Illinois’ stringent Biometric Information Privacy Act (BIPA) has spawned a slew of recent single-plaintiff and class actions with large potential damages. Increasingly, employers use biometric data for timekeeping, security, safety and benefits purposes. As a result, state and local legislatures nationwide are contemplating following Illinois’ lead and enacting biometric privacy laws of their own.
In 2008, Illinois enacted the most stringent biometrics privacy law in the nation. The BIPA requires private entities to follow certain consent, notice and disclosure procedures when collecting, storing or using individuals’ biometric data. With biometric technology becoming more commonplace in commerce and the workplace, the plaintiff’s bar has begun exploring the BIPA as a potentially lucrative new litigation mechanism.
Under the BIPA, biometric data includes a retina or iris scan, fingerprint, voiceprint, scan of hand or face, or any information generated from, or based on, these identifiers. Collectors of biometric data must satisfy several preconditions, including the following:
- Informing the subject in writing that the biometric data is being collected or stored
- Informing the subject in writing of the purpose and length of time the data is being collected for
- Obtaining a written release signed by the subject of the data being collected
- Developing a publicly available written policy regarding how long the data will be kept and how and when it will be permanently destroyed
Additionally, the BIPA requires private entities to follow specific requirements when storing and destroying biometric data. For example, biometric data must be stored in the same manner that other confidential information is kept, may be disclosed only with the subject’s consent or if otherwise required by law, cannot provide an avenue for profit and can be kept only for three years or until the original collection purpose is satisfied, whichever is shorter.
The damages available under the BIPA make it an attractive litigation platform for both single-plaintiff and class actions. Each negligent violation allows plaintiffs to recover actual damages or $1,000, whichever is greater. Each reckless or intentional violation allows plaintiffs to recover actual damages or $5,000, whichever is greater. Prevailing plaintiffs also are entitled to reasonable attorney's fees, costs and other relief, including an injunction.
The BIPA’s stringent requirements and generous damages provisions recently landed several employers in Illinois’ state and federal courts. In particular, a regional supermarket chain has been accused of violating a class of employees’ rights under the BIPA by collecting employee fingerprints for timekeeping purposes without first obtaining their written consent and explaining how their data would be stored and when it would be destroyed. Similar class action lawsuits recently were filed on behalf of employees against a major gas and convenience store chain and a luxury downtown hotel, as well as their timekeeping provider and data center operator, respectively.
Illinois consumers have also launched class actions against major tech companies, retailers, daycare centers and other businesses related to their facial or fingerprint identification software. While some of these suits were dismissed on the pleadings, others are ongoing or have settled for as much as $1.5 million.

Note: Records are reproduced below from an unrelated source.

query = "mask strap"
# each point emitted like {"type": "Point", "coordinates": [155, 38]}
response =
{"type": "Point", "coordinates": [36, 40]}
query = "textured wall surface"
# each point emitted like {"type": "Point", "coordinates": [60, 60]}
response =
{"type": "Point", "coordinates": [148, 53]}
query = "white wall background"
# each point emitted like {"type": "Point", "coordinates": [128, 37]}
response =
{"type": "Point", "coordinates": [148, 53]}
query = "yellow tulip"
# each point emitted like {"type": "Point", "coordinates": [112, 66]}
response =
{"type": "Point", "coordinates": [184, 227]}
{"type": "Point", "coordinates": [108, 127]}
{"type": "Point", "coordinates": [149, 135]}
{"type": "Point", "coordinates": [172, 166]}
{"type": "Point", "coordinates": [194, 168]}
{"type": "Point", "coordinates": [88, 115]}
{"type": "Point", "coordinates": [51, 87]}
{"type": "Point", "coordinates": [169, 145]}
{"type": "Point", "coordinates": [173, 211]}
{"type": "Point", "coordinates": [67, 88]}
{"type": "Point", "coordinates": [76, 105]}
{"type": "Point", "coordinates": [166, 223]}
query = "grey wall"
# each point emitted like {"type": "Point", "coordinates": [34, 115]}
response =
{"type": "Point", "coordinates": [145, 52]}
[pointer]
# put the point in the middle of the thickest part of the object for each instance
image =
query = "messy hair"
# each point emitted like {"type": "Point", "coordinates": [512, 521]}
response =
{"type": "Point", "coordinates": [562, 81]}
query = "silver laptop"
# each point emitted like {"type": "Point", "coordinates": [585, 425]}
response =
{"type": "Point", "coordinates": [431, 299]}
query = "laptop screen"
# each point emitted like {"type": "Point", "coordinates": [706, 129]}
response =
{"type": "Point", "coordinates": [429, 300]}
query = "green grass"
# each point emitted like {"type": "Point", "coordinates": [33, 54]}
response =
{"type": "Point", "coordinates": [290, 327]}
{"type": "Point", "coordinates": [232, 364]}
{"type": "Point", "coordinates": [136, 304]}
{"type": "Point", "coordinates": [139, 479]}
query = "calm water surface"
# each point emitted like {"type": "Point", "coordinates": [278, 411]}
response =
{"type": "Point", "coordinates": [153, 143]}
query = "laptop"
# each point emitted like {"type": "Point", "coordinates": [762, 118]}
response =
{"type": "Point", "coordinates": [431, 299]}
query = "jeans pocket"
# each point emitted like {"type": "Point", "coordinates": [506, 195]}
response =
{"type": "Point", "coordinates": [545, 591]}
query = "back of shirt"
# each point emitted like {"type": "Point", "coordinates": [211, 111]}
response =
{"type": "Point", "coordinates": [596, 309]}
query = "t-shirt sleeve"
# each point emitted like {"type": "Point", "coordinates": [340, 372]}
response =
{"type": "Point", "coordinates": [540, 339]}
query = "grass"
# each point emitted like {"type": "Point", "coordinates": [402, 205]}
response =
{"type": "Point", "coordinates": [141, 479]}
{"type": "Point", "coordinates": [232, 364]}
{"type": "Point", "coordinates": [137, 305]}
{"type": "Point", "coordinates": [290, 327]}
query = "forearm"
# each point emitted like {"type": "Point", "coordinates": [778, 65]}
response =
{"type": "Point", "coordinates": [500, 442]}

The Evolving Biometrics Landscape
Judicial interpretations of the BIPA during these lawsuits will restrain or embolden further BIPA litigation in Illinois. Regardless, the growth of biometric technologies in the workplace is inevitable. Biometric timekeeping devices, for example, are readily available, relatively inexpensive and keep more accurate, easily stored records. The BIPA, and associated litigation, are likely to correspondingly evolve. Additionally, several states including Alaska, Connecticut, Montana, New Hampshire, Texas and Washington either have or are considering laws similar to Illinois’ BIPA.
Implications and Recommendations for Employers
Given the evolving and fragmented legal landscape, some employers have opted to absorb the cost of technology that allows biometrics to be used for timekeeping and security purposes without storing the data. However, so long as employers keep abreast of developments in state and local biometric privacy laws before implementing collection practices, increased technology and litigation costs can be avoided.
Before collecting, receiving or storing biometric data in Illinois, employers should:
- Inform employees in writing of the following:
- that their biometric data is being collected or stored
- the purpose of collecting their biometric data
- the length of time their biometric data will be collected, stored and used for
- Obtain written releases from employees whose biometric data is being collected
- Make publicly available a written policy regarding how employees’ biometric data will be permanently destroyed and whether it will be destroyed within the shorter of three years or when the original collection purpose is satisfied.
Once employers collect biometric data they must also:
- Store, transmit and protect the data from dissemination in the same manner that other confidential and sensitive information is kept and with reasonable care
- Disclose or disseminate the data only if the employee consents to the disclosure, the employee requests the disclosure in order to complete a financial transaction, or if the disclosure is otherwise required by law
- Not sell, lease, trade or otherwise profit from the data
- Keep the data for the shorter of three years or until the original collection purpose is satisfied, as outlined in their publicly available retention and destruction policy
Employers should also adhere to general data collection principles. Limit what data is collected and the length of time it is collected for. Establish policies with safeguards for the handling, dissemination and accessibility of biometrics, both internally and with any external vendors. And, craft a plan for handling potential biometric data breaches.